Que les astres se mettent à tourner du bon côté pour l’enfant du Loir-et-Cher n’effacent pas les aléas de la vie qui  ne l’ont pas épargné jusqu’alors. Un père et une mère disparus bien trop tôt et voilà la petite Loir-et-Chérienne plongée sans détour dans le monde des adultes, obligée en tant qu’aînée de s’occuper de sa fratrie. Finies les promenades dans la campagne à observer la nature ; à écouter les gens de la terre qui ont appris à se soigner avec les plantes ; à se rendre chez un rebouteux pour remettre une fracture en place ; à vivre avec la lune pour semer ou se couper les cheveux. Une transmission visuelle et orale que Germaine n’oublie pas quand elle monte à Paris pour subsister, accompagnée de son frère et de ses deux sœurs. Le temps n’est pas encore venu de mettre en pratique tout ce savoir. Ils sont même plutôt durs pour une femme à peine entrée dans le monde des adultes. Une formation de dactylographie suivie d’une embauche comme secrétaire aux journaux « La Volonté » et « La France de Nice et du Sud-Est » permettent à peine de nourrir toutes les bouches. Juste Germaine s’accorde-t-elle le temps, quand le calme s’incruste dans la nuit, de lire quelques ouvrages d’astrologie et de tracer dans son esprit curieux des cartes du ciel.

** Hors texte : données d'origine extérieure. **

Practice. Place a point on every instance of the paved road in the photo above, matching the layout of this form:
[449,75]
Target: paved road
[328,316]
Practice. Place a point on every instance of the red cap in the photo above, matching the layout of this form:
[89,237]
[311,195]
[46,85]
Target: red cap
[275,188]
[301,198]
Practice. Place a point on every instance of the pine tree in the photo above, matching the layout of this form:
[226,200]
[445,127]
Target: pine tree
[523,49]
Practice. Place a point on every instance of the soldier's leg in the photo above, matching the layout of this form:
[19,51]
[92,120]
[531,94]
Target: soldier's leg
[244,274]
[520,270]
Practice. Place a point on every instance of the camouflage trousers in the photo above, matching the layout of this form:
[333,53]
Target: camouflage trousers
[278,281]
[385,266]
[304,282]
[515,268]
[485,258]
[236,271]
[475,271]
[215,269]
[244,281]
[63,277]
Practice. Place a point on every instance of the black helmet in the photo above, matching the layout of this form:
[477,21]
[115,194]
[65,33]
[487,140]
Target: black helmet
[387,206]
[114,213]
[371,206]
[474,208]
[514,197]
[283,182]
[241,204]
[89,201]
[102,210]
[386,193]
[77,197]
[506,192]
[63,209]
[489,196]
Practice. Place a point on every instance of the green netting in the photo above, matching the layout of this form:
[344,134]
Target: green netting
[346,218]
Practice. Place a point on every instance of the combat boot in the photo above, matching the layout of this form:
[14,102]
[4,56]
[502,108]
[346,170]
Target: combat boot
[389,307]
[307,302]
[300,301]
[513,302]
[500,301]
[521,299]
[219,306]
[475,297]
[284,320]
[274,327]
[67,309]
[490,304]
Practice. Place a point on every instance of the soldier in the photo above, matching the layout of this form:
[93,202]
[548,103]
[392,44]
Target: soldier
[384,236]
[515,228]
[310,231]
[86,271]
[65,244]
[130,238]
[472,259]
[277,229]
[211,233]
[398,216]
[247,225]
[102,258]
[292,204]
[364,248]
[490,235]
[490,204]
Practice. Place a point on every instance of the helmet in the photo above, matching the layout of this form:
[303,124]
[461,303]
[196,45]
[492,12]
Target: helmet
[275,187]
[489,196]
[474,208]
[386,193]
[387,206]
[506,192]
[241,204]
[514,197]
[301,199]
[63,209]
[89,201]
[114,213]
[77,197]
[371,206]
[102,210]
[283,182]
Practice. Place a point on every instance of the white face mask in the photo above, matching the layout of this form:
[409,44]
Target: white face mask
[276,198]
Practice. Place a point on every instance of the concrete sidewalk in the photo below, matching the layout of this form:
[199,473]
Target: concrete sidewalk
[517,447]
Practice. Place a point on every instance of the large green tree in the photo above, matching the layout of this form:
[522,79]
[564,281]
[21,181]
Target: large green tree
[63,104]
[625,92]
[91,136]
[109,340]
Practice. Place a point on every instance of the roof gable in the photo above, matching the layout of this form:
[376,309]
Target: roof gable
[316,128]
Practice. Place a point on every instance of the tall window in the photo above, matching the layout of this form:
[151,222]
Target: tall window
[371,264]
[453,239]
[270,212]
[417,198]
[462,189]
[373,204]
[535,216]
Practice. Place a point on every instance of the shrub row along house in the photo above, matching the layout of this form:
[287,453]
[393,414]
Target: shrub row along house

C’est le moment, précédant la déflagration mondiale de 1939, que choisit Gaston Fargeas pour venir se faire une place au soleil, près de… Germaine. Le jeune homme est projectionniste de cinéma. Germaine succombe à son charme. Le couple, séparé par les années de guerre, se retrouve ensuite pour ouvrir un magasin de lingerie. Patatras ! la boutique ne marche pas. Gaston et Germaine doivent fermer, aculés par les dettes. Avec quatre bouches à nourrir. Jusqu’au jour où le destin met Madame Rachel dans les mains de Madame Soleil.

En attendant de se faire un nom, Germaine se forge une réputation. Dans les fêtes foraines, la foule se presse désormais devant sa baraque, attirée par le bouche à oreille, par son énergie déployée à expliquer les astres et par le soulagement qu’elle apporte à des êtres souvent désemparés. Voyante ou psychologue utilisant les astres pour faire passer un message ? La voie est étroite mais Germaine Soleil sait l’utiliser à bon escient, mue aussi par un profond humanisme qui lui permet de comprendre, mieux que quiconque, la complexité des hommes et des femmes qui se présentent à elle. De son passé que les difficultés n’ont pas épargné, elle sait extraire des évidences déjà vécues, avec un optimisme de la vie qui fait mouche auprès d’une clientèle déboussolée et qui ne demande qu’à être rassurée.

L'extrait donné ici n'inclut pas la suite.